Digne héritier donc d’un Hunter S. Thompson, Zède est le journaliste gonzo de l’underground parisien. Son nouveau sujet d’investigation, après „Porno Kébab“, un livre sur le „porno low cost façon Jacquie et Michel et French-Bukkake“ et un deuxième, „Paris Underground“, sur des travailleurs du sexe et les „néofascistes du 15e“? Le chemsex, une contraction de chemical sex qui désigne, pour ceux qui l’ignoreraient, „l’utilisation de drogues de synthèse pendant l’acte sexuel pour atteindre des sommets d’extase“. C’est simple: comme le lui expliquera son initiateur en matières de sexe sous GHB et sous des cathinones comme la 3-MMC, cette „drogue des pédés“ aux effets „empathogène et entactogène“ qu’on peut simplement commander en ligne, „quand tu baises en restant sobre, tu restes au niveau 1, tu atteins le niveau 7 quand tu es sous MDMA et le niveau 10 quand tu fais du sexe sous 3-MMC ou 4-MEC“. Et, continue-t-il, quand on slamme – donc quand on s’injecte la drogue dans les veines – on atteindrait le niveau 100, „un orgasme puissance 10, le Nirvana“.

Plan chems

La longue descente de Zède dans la double addiction commence par une interview avec Jérôme Dumont, auteur et comédien en vogue dans les années 80 jusqu’à son coming-out de barebacker – un mouvement qui regroupait des gays, séropositifs pour la plupart du temps, baisant sans capote en cachant parfois „leur statut sérologique à leurs partenaires“. Depuis l’effondrement de sa carrière, le provocant Dumont a passé sa vie à baiser et à partouzer, à fister, à enculer et à se faire enculer, parfois en se faisant payer.

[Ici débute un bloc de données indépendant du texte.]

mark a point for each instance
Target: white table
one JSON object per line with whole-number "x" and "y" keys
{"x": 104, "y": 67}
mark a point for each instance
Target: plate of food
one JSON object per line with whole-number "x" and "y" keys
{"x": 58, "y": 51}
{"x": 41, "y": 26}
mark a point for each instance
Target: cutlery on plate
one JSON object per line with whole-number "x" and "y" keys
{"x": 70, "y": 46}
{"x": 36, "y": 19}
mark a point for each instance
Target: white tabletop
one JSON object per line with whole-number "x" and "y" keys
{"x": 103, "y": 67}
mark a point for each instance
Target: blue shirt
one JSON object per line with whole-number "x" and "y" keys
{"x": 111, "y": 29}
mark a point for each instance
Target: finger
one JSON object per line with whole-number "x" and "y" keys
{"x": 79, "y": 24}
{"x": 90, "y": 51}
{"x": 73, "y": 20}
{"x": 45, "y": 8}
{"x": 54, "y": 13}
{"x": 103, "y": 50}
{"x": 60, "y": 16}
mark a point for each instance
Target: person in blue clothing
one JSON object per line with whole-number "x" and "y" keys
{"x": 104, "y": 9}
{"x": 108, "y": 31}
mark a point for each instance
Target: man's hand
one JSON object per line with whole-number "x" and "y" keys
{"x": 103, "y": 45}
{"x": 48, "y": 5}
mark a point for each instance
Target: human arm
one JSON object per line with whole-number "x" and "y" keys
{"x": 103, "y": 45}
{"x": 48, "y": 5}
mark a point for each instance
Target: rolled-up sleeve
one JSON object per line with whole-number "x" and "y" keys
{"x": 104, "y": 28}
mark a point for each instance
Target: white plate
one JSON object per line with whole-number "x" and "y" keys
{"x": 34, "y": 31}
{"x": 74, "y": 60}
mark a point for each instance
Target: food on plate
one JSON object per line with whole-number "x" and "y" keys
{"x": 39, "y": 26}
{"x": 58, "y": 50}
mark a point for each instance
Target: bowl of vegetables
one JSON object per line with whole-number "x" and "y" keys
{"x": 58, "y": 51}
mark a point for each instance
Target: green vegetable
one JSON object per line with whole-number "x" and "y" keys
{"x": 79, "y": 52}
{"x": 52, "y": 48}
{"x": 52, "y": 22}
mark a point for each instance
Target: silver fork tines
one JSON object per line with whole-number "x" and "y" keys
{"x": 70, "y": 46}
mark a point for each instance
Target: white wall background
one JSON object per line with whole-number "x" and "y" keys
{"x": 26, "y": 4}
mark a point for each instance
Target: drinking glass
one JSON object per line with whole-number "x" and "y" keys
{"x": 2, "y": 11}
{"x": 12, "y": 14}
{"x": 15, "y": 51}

Pour lui, le fléau des gays, ça n’est plus le sida, qui se soigne, mais le chemsex: „Les pédés sont des avant-gardistes du cul. […] On a compris avant tout le monde que les mecs avaient une prostate, que le sexe ne se limitait pas à la classique pénétration et que les capotes tuaient le plaisir. Avant tout le monde, on a testé le polyamour, l’abondance de partenaires et le poppers. Le chems aussi. Une génération plus tard, les mecs hétéros réclament des doigts à leur partenaire, délaissent la capote, multiplient les rencontres sentimentales et enchaînent les plans baise […], hument des vapeurs de nitrites de butyle et petit à petit découvrent le chems.“

Même s’il avertit Zède sur les risques du chemsex, ce sera Dumont qui initiera le narrateur à la pratique du sexe sous influence au cours de scènes hallucinatoires, où le journaliste se fera enculer par des partouzeurs peu recommandables avant de retourner chez lui, où l’attendent sa femme Mia, enceinte, et son fils Aron. S’enfonçant de plus en plus dans l’addiction synthético-sexuelle, tombant victime de l’enchevêtrement entre observateur et sujet d’observation qui fascine tout journaliste gonzo, Zède succombe à des pratiques douteuses qui ruineront sa vie conjugale lors de soirées au bout desquelles il tapera dans l’alcool et la coke pour surmonter ses terribles gueules de bois.

Désinvolte

Le style de Zarca est sans fioritures, va droit au but, son écriture suit les errances du narrateur en reproduisant sans l’enjoliver la défonce du narrateur, au cours de laquelle il se transforme en queue errante, obsédé par les différents orifices qui se présentent à lui: „Vanina partage ma queue avec le balafré. Son acolyte, la tête recouverte d’une cagoule en cuir, fiste Jérôme sur la bâche. Ma vision est brumeuse et ma notion du temps confuse; tout me paraît irréel.“

Véritable descente aux enfers de la libido, „Chems“ n’est pas d’une lecture agréable, d’un parce que son langage cru révèle un univers sombre, un monde des bas-fonds peuplé d’êtres perdus, de deux parce que l’oralité du style est trop désinvolte et que, comme je l’ai déjà dit ailleurs, l’on n’écrit ni ne lit de la littérature pour reproduire telle quelle et sans la transcender stylistiquement la vulgarité du parler des gens (ainsi Zède dira-t-il, d’une fille qu’il voulait „pécho“, qu’il n’avait aucune chance puisqu’elle était „lesbiche ascendant lesbiche“). C’est volontairement cru, et si on peut apprécier cette stylistique naturaliste en ce qu’elle reproduit avec fidélité les idiosyncrasies d’un monde qui n’y va pas par quatre chemins pour parler drogue et baise, l’on aurait apprécié un peu de poésie et un travail sur la langue.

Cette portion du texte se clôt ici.